Petals-SE-Talend

Features

This component allows to expose Talend jobs as services into Petals and to execute them inside the bus.
It only acts as service provider, not as a service consumer.
This component supports jobs created with both Talend Open Studio and Talend Integration Suite.

It provides several mechanisms to pass information and data to a job.
Il also supports several mechanisms to retrieve information and data from a job.

Before going further, it must be clear that no configuration for this component is intended to be created by hand.
And neither by the Petals Studio. In fact, only Talend Open Studio and Talend Integration Suite have the ability to generate a correct configuration for this component.
However, which one of these tool created the configuration is not important for this service-engine.

The configuration by itself includes both the jbi.xml file and the WSDL describing the service.

The way it works

This section deals with the way requests are processed by the Petals-SE-Talend component.
As a user, it is important to understand the logic of the component to use it efficiently.

There are five steps in the processing of a request.

Validating the request

When a request is received and started to be processed in the Petals-SE-Talend component, it is validated before being really processed.
The following list describes the order and the conditional steps in this validation process.

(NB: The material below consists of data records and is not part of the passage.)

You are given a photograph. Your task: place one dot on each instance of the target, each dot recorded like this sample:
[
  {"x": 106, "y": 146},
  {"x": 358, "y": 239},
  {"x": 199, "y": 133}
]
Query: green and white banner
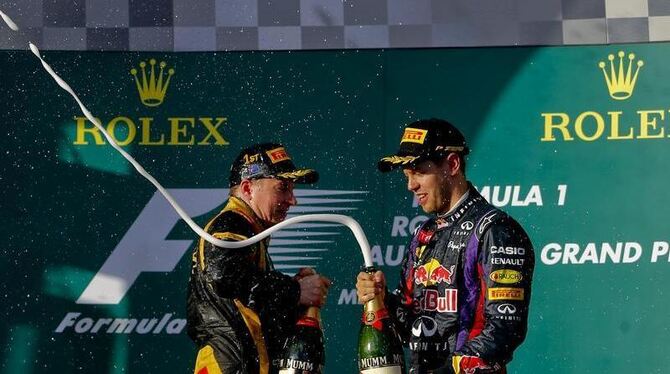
[{"x": 571, "y": 141}]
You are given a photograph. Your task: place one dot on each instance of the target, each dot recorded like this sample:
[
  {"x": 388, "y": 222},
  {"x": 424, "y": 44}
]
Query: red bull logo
[
  {"x": 432, "y": 301},
  {"x": 433, "y": 273},
  {"x": 470, "y": 364}
]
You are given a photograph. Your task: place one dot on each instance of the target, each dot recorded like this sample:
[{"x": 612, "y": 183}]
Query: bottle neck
[
  {"x": 374, "y": 312},
  {"x": 374, "y": 305},
  {"x": 311, "y": 318}
]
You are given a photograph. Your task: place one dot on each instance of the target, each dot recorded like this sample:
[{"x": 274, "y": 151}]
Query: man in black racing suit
[
  {"x": 240, "y": 310},
  {"x": 462, "y": 301}
]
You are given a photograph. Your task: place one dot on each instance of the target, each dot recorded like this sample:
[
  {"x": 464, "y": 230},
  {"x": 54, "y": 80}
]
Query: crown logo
[
  {"x": 152, "y": 89},
  {"x": 621, "y": 79}
]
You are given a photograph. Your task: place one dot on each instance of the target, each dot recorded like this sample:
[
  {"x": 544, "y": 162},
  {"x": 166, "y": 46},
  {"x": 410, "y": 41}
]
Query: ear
[
  {"x": 453, "y": 164},
  {"x": 246, "y": 187}
]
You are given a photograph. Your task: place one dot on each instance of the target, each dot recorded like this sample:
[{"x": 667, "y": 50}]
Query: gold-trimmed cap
[
  {"x": 268, "y": 160},
  {"x": 424, "y": 139}
]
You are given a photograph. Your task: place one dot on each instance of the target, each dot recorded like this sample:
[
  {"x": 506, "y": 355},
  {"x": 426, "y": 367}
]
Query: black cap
[
  {"x": 425, "y": 139},
  {"x": 268, "y": 160}
]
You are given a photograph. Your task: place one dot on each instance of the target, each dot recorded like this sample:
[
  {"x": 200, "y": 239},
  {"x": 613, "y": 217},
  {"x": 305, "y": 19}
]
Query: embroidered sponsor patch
[
  {"x": 506, "y": 293},
  {"x": 277, "y": 155},
  {"x": 414, "y": 135}
]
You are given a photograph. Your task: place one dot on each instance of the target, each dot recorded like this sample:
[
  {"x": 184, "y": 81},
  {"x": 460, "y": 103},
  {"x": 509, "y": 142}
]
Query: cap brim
[
  {"x": 300, "y": 176},
  {"x": 390, "y": 163}
]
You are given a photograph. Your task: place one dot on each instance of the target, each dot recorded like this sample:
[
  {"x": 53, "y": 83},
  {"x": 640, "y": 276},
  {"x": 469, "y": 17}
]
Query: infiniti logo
[
  {"x": 424, "y": 326},
  {"x": 506, "y": 309},
  {"x": 467, "y": 225}
]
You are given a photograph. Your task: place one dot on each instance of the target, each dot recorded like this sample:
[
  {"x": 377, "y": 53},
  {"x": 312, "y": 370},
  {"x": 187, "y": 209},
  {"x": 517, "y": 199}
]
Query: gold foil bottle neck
[{"x": 374, "y": 305}]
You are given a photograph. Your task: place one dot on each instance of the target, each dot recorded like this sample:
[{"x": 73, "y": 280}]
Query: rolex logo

  1. If the validate-by-wsdl parameter is set to true, either in the component or in the service-unit, then the request is validated against the WSDL's schemas of the service-unit.
    1. If the validation fails, a fault is raised.
    2. Be careful, WSDL-based validation does not work when the input message contains attachments. The Talend export for Petals does prevent that from happening.
    3. Be careful, the current implementation of this feature makes disk access, thus reducing the performances.
  2. Then, there is a check made with respect to the singleton property of a job.
    If a job is singleton, it means that only one instance of this job can be executed at once. One typical example of a singleton job is a job which moves data from one database to another. It would make no sense for two instances of this job tor un at the same time, especially if they work on the same databases.
    If the job is singleton and already running, then a fault is raised.
    Otherwise, a new job instance is created. If the job is singleton, then the running state of this job is set to true and locked until it is this state is released (the job is executed).

Once accepted, the request can now be parsed to prepare the job's input.

Preparing the job's input

Once the request has been accepted, it is parsed to get the different possible parameters for a job.
The message input contains up to 4 parts, that are desribed in the serivce's WSDL.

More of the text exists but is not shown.